His career numbers — almost identical each season previously — are impressive: 392 at-bats, 171 hits (.433 average) with 40 doubles, 14 triples, 10 homers, 115 runs and 77 RBIs.
He stole 51 bases in 59 attempts, walked 54 times, but probably most startling number is just 20 strikeouts, including once in 101 at-bats as a junior.
Turang makes contact. Most important, De Trinidad says, he connects with his teammates and the community.
"He's a great teammate," said senior pitcher Tyler Frazier
"He's someone you always look up to. .. He doesn't let any situation get too big for him."
Senior catcher Jacob Shanks
said teammates weren't jealous or put off by all the attention Turang received when scouts would arrive by the droves.
"I think everyone thought it was a cool way for all of us to get exposure," Shanks said. "Our freshman year, nobody came to our games. (This year) there's a ton more people. If anything, I'm grateful."
Besides, Frazier said, "Brice stays down to earth. He's always putting others ahead of him."
Turang had the name "Austin Gorrell" printed on his batting helmet this season in honor of the former Riverside North and University of Nevada player who died in 2015 from heart failure.
Santiago played in the fourth annual Austin Gorrell Memorial Baseball Classic and rather than just play, Turang asked questions and got involved. He did the same every time De Trinidad brought his autistic nephew into the dugout.
"Brice immediately makes him feel welcomed and part of the group," De Trinidad said. "And once Brice is involved, everyone gravitates."
The scouts gathered in bunches and took serious notes during an Area Codes workout last summer where Turang shined.
De Trinidad didn't attend the workout, but he got a call.
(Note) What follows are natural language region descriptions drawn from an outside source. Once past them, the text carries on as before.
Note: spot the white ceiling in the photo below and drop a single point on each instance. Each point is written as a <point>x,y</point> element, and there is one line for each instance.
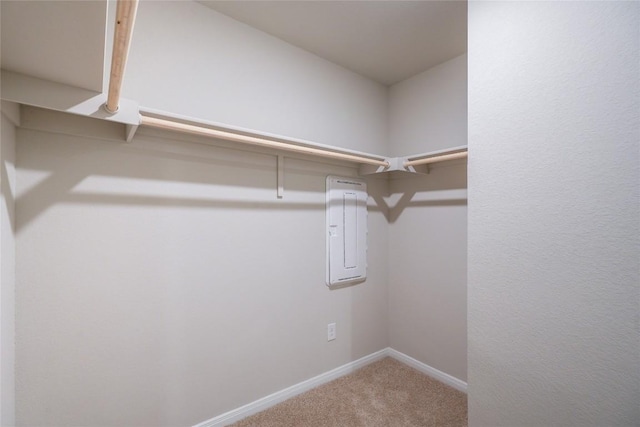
<point>61,41</point>
<point>387,41</point>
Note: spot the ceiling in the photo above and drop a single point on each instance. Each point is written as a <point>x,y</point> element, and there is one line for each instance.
<point>387,41</point>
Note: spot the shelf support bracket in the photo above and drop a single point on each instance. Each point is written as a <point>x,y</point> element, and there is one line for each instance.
<point>280,181</point>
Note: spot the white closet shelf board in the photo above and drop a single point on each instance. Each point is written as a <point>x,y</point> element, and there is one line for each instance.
<point>183,124</point>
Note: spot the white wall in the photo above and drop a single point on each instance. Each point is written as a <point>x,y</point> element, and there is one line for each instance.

"A coach said Brice put on a show. Of the six pitches he saw, he knocked five out. One about knocked over the scoreboard," De Trinidad recalled.
About an hour later, Turang gave his coach a call, which he assumed was to update him on the impressive workout.
Turang wanted to take some extra batting practice and asked if De Trinidad could help pitch.
"Here he had just put on this show in front of all these scouts, but wanted to put in some extra time," the coach said. "Mind you, it was 101 degrees out here. Most guys would want to go home and relax, yet he's out here putting in extra work."
Turang learned the value of extra work watching his parents and siblings. Something really clicked in the eighth grade.
"I started to realize then I was a little better than the kids I was playing with," Turang said. "People grow and get better at different times. In my mind, I thought that it doesn't stop here. I don't stop getting better. So I just try to get better every single day, whether in day-to-day life, baseball, hitting, fielding, running, everything."
Turang said the end of his senior season and school year coinciding with the draft has been a lot to process.
"There's lots of emotions," he said. "There's happiness. There's nerves. There's sadness leaving high school. Sadness to having to mature real quick.
"But I take life day-by-day. I was given a talent and the ability to play. I live a happy life. That's all I can do."